Aligning 1D and 2D axial symmetric transport simulations with observations: consequences for the reactive transport

With 1D and axial symmetric 2D finite element simulations of tracer transport in porous media columns, we conducted systematic studies of increasing heterogeneity on the resulting break-through curves (BTC).

While preferential flow can still have comparably little effect on the BTC of non-reactive tracer substances, for strongly adsorbing tracer preferential flow can significantly shift the break-through towards earlier arrival times by reducing the reactive surface area.

Motivation for conducting this systematic simulation study is our unique GeoPET method (Positron Emission Tomography) that allows the visualization of the spatio-temporal tracer distribution in geologic media (Richter et al., 2000; Gründig et al., 2007; Kulenkampff et al., 2008). The real complexity of thus directly observed flow fields is always surprising. Even for non-reactive tracers quantitative transport simulations typically remain a challenge due to the need for detailed knowledge of hydrodynamic parameter values in 3D with a certain critical spatial resolution.

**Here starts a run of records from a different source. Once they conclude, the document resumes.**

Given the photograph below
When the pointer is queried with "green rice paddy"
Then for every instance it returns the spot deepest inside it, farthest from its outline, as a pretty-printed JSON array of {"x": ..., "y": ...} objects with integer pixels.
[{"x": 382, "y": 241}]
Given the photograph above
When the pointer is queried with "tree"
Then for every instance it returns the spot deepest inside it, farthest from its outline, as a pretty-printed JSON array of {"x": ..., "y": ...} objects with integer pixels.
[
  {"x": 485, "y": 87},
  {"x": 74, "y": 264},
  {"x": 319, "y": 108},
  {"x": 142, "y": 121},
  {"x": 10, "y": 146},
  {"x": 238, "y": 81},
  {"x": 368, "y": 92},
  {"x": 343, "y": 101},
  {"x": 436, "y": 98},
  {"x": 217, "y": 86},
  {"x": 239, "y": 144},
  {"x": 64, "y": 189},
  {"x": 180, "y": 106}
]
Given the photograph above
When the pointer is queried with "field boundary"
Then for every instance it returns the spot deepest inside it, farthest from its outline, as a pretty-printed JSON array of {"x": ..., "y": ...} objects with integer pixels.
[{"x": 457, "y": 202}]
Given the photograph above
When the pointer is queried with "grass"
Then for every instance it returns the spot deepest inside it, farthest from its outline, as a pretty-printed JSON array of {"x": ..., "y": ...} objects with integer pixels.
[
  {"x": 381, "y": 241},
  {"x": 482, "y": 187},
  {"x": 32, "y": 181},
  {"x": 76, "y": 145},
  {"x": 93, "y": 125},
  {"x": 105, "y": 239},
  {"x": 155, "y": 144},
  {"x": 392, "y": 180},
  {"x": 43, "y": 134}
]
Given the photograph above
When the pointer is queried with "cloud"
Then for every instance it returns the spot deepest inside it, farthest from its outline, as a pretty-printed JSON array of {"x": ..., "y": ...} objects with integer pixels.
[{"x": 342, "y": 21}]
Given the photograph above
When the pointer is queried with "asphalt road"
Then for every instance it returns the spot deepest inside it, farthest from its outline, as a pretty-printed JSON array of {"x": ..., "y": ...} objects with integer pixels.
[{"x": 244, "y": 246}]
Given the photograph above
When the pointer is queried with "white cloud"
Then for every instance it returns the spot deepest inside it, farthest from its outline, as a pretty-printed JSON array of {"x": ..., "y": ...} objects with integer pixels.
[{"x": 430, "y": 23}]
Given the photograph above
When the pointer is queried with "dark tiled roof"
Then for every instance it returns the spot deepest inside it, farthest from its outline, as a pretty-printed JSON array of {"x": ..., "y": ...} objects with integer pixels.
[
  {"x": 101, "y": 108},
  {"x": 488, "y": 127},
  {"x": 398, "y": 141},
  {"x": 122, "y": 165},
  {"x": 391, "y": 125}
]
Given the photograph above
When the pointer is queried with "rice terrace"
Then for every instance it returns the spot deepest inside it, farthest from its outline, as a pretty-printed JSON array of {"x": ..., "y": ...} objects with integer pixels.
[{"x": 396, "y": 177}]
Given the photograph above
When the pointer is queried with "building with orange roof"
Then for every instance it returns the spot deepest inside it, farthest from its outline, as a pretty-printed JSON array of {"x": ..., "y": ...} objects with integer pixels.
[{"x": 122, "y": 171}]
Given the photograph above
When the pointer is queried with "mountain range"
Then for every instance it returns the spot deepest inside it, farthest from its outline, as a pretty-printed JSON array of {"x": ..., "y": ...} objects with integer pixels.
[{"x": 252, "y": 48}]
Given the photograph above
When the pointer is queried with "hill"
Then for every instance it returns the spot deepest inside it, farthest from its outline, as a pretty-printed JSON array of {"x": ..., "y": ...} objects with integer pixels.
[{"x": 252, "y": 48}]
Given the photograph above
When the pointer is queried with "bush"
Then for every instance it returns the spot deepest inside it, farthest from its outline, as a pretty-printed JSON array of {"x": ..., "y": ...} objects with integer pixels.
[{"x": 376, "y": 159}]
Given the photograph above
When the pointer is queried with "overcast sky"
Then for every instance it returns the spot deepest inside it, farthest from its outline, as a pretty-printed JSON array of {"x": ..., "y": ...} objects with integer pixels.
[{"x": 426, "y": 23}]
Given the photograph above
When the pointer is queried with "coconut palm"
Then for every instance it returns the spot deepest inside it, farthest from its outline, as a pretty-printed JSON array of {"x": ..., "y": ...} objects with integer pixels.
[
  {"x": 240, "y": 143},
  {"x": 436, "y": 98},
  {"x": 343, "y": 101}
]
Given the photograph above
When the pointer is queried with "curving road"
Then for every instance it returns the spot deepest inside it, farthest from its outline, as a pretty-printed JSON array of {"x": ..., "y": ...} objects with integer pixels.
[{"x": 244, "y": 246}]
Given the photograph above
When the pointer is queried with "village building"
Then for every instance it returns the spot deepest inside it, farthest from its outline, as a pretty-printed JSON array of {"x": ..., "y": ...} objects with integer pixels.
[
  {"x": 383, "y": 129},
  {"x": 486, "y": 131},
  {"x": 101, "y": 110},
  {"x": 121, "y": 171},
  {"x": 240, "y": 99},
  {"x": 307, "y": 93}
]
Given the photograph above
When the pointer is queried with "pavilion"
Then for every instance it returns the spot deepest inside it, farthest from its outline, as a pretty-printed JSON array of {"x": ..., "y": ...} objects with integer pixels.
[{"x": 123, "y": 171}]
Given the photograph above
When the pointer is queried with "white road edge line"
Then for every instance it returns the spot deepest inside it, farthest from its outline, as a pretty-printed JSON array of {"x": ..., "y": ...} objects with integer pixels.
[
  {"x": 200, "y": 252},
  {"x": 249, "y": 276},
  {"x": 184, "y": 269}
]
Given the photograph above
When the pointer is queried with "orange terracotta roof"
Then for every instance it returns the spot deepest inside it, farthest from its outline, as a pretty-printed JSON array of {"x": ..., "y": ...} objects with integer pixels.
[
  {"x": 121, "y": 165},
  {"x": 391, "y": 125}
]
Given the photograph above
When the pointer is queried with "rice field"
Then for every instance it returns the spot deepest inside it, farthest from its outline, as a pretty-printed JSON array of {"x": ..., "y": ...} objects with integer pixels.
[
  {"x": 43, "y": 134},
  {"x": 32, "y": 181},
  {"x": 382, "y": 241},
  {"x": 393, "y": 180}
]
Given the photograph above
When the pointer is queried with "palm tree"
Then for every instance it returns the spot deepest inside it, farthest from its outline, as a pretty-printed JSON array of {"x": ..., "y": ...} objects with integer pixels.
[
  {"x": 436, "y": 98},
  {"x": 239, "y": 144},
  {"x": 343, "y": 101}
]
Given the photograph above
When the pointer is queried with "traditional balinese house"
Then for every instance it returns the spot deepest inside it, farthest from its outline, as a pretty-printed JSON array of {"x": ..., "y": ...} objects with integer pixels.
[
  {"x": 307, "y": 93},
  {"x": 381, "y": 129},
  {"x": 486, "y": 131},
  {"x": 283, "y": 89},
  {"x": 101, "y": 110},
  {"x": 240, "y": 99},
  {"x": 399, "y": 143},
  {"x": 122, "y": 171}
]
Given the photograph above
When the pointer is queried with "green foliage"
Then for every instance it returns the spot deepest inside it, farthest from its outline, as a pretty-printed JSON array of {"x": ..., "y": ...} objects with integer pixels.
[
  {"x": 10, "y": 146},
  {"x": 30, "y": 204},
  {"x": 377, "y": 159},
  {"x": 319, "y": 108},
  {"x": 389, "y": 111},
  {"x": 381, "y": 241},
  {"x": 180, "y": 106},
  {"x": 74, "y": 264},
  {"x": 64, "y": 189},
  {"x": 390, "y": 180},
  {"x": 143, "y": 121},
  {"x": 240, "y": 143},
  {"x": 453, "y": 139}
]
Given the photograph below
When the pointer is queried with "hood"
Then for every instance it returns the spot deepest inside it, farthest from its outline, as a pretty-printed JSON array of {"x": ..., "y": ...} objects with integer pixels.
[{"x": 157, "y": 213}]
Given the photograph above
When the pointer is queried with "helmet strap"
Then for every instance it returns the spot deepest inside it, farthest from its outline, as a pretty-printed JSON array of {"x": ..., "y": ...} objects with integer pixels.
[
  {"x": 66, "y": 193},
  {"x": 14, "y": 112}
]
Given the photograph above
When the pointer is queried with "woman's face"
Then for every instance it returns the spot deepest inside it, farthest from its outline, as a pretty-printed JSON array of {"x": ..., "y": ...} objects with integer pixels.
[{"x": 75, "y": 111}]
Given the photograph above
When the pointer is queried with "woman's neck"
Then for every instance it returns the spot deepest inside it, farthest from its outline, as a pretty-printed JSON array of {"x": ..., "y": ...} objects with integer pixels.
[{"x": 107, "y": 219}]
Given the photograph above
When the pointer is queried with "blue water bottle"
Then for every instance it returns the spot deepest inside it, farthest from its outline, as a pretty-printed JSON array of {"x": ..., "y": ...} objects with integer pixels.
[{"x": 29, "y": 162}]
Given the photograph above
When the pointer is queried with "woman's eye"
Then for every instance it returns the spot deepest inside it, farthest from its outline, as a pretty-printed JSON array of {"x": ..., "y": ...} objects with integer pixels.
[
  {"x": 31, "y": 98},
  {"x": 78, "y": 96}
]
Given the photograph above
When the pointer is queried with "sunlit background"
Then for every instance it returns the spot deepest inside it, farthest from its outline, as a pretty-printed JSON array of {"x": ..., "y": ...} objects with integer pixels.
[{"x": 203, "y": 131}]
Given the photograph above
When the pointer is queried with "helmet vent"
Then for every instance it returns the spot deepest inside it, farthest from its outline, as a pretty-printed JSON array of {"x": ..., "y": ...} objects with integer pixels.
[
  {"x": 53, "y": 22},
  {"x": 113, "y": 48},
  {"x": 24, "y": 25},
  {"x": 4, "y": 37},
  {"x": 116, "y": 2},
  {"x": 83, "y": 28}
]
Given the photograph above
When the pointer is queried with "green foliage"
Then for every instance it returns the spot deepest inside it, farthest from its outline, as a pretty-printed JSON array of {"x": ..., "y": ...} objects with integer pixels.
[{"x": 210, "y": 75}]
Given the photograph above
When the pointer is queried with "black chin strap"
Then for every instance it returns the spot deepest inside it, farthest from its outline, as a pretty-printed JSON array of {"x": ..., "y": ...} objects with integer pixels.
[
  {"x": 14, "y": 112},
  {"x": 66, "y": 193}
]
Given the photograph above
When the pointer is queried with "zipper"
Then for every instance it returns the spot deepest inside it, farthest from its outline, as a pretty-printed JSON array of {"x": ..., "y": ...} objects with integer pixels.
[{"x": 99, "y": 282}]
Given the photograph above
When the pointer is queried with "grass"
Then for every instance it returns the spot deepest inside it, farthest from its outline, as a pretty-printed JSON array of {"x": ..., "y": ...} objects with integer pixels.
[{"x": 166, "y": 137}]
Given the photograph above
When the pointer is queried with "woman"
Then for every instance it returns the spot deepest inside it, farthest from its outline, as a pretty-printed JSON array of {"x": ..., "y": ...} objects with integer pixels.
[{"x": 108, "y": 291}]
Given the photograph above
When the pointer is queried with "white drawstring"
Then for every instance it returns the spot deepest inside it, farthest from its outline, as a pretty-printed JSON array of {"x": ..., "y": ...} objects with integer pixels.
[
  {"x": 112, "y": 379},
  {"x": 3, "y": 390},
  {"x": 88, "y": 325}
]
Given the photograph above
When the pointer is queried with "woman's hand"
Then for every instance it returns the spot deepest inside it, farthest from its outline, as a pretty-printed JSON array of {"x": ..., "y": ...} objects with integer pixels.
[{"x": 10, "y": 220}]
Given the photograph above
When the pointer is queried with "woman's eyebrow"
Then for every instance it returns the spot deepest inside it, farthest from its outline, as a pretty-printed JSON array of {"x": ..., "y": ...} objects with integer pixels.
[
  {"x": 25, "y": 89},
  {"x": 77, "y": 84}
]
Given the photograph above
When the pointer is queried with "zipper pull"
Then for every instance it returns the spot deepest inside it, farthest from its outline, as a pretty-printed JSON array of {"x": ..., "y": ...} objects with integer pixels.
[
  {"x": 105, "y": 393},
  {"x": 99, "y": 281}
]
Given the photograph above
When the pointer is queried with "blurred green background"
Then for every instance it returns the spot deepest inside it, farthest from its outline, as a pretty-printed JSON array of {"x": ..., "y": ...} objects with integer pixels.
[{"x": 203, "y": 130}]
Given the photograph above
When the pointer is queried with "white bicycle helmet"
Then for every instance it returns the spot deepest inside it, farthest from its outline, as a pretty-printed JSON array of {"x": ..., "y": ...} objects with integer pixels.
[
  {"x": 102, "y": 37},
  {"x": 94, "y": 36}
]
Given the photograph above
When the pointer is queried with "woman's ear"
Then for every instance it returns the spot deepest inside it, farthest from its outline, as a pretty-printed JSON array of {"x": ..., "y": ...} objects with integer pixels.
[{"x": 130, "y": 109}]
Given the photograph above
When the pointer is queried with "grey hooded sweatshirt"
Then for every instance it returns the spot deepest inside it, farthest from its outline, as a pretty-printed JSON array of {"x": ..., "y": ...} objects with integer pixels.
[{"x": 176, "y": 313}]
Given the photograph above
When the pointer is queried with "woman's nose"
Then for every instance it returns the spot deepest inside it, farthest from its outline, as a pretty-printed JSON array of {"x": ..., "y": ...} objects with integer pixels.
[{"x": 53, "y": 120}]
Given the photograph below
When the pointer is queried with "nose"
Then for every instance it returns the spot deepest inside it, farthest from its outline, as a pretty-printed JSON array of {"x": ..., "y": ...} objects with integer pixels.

Here we show simulation results obtained by the COMSOL Multiphysics code coupled with PHREEQC (Wissmeier and Barry, 2011) and compare them with measurement results (BTC) from reactive transport (herbicide MCPA on goethite/sand). CD-MUSIC adsorption model parameter were obtained from Kersten et al., (2014). The underlying structural heterogeneity of the simulated column experiments reflects preferential flow along the column boundaries caused by locally elevated permeability in otherwise homogeneous sand packing as verified by the GeoPET images from both conservative and reactive tracer experiments.

References
Gründig, M., Richter, M., Seese, A. and Sabri, O., 2007. Tomographic radiotracer studies of the spatial distribution of heterogeneous geochemical transport processes. Applied Geochemistry, 22: 2334-2343.
Kersten, M., Tunega, D., Georgieva, I. and Vlasova, N., 2014. Surface complexation modeling of herbicide adsorption by goethite: 1. 4-chloro-2-methylphenoxyacetic acid (MCPA). Environmental Science & Technology, submitted.
Kulenkampff, J., Gründig, M., Richter, M. and Enzmann, F., 2008. Evaluation of positron emission tomography for visualisation of migration processes in geomaterials. Physics and Chemistry of the Earth, 33: 937-942.
Richter, M., Gründig, M. and Butz, T., 2000. Tomographische Radiotracerverfahren zur Untersuchung von Transport- und Sorptionsprozessen in geologischen Schichten. Zeitschrift für Angewandte Geologie, 46(2): 101.
Wissmeier, L. and Barry, D.A., 2011. Simulation tool for variably saturated flow with comprehensive geochemical reactions in two- and three-dimensional domains. Environmental Modelling & Software, 26(2): 210-218.